Douglas Shin, a Los Angeles pastor who has worked with North Korean refugees for many years, acknowledged that a network of activists had organized three earlier asylum efforts in Beijing. He said that the two this week were planned largely by the refugees -- though with some outside logistical advice and financial support. The group Tuesday was accompanied by a rights monitor, and Shin said his group had helped buy the vehicles used Monday.

"We are fighting everyone who is preventing us from helping the North Koreans," he said in a telephone interview from Los Angeles. "What are our motivations? Sometimes we just want to help people. Sometimes we feel hatred for the dictatorship. Sometimes we see a war and North Korea's pending collapse. Sometimes maybe we are fighting the Chinese dictatorship, as well."

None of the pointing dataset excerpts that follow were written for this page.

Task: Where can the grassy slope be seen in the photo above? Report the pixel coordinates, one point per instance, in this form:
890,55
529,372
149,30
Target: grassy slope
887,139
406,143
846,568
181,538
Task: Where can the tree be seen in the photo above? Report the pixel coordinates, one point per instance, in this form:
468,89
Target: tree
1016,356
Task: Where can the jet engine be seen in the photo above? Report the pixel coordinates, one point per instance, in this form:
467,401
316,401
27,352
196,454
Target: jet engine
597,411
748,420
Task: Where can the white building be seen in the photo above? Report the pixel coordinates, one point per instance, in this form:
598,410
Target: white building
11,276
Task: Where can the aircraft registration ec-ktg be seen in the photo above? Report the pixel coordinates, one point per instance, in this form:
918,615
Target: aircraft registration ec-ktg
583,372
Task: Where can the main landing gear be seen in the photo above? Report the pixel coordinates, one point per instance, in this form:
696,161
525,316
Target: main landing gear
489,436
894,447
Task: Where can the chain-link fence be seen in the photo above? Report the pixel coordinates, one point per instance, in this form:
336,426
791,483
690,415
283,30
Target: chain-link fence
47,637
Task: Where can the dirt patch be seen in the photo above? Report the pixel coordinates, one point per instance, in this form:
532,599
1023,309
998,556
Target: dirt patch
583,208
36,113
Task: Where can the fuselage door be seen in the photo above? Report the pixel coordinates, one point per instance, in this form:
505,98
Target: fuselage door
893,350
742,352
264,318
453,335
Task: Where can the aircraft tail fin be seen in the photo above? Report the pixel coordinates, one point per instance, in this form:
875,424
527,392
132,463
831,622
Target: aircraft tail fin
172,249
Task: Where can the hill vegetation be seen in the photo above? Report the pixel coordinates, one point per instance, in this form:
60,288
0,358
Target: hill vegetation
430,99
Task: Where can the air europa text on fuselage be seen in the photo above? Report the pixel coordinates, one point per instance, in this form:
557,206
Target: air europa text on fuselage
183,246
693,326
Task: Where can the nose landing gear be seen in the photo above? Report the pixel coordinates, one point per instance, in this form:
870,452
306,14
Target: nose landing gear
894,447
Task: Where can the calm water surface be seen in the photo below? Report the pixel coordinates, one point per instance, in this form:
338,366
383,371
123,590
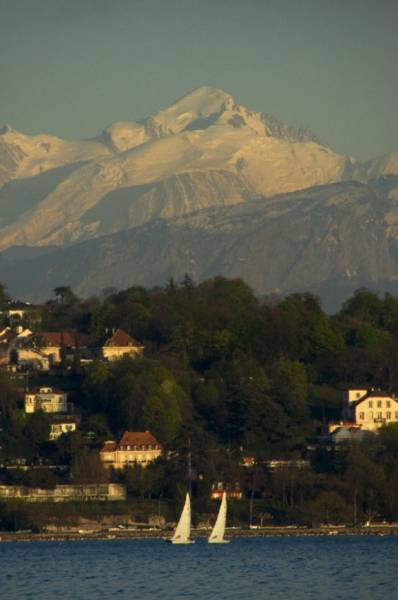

Experts estimate that more than 100,000 North Koreans live illegally in China, although many more have probably moved back and forth at some time in the past five years. Though they generally come in search of food, fleeing years of hunger in their homeland, they often become accustomed to China's more open society. This year, in an angry response to the asylum campaign, China has rounded up many North Koreans and sent them home.

Once the North Koreans manage to enter embassy property, the Chinese have let them leave the country and ultimately go to South Korea. This year, over 80 have followed that route.

China requires them to go to South Korea by way of a third country, as a face-saving measure with North Korea, its longtime ally. The Philippines said Tuesday that 21 North Koreans in the South Korean consulate in Beijing will leave China today. Tuesday's asylum attempt was extraordinary in many respects, not the least of which was that the Chinese police, who conduct heavy surveillance, seemed to have bad information. In midafternoon, large numbers of Chinese security personal gathered outside the German Embassy, apparently suspecting some kind of action.

The North Koreans were 2 miles away, jumping without resistance into a small embassy-affiliated compound that houses the school and apartments for German diplomats.

"At 3:25 a principal came in and said that North Koreans were on the grounds and we had to leave as soon as possible so they could close the building," said 12th-grader Sven-Erik Green, who said the group had already perched on the fire escape below his classroom.

Other students said the people in the group were all well dressed and could easily pass for Chinese. Many asylum seekers in Beijing arrive in trendy clothes -- some even have cell phones -- items bought by advocates to help them blend in before their attempts.

Embassy representatives deflected questions about whether the school compound enjoyed diplomatic status, which would make it off limits to the police.

About 8 p.m., the North Koreans left the fire escape to sleep elsewhere in the compound.

Monday's event showed similar planning, even though it ended badly, with the detention of at least six people. The refugees arrived at the diplomatic compound Monday in cars, carrying a ladder to mount the fence. They had carefully chosen the Ecuadoran Embassy as their destination, in what was until that morning Beijing's least guarded diplomatic compound.

But they were not prepared for the security that greeted them, mostly plainclothes police officers.

-- Information from the Associated Press was used in this report.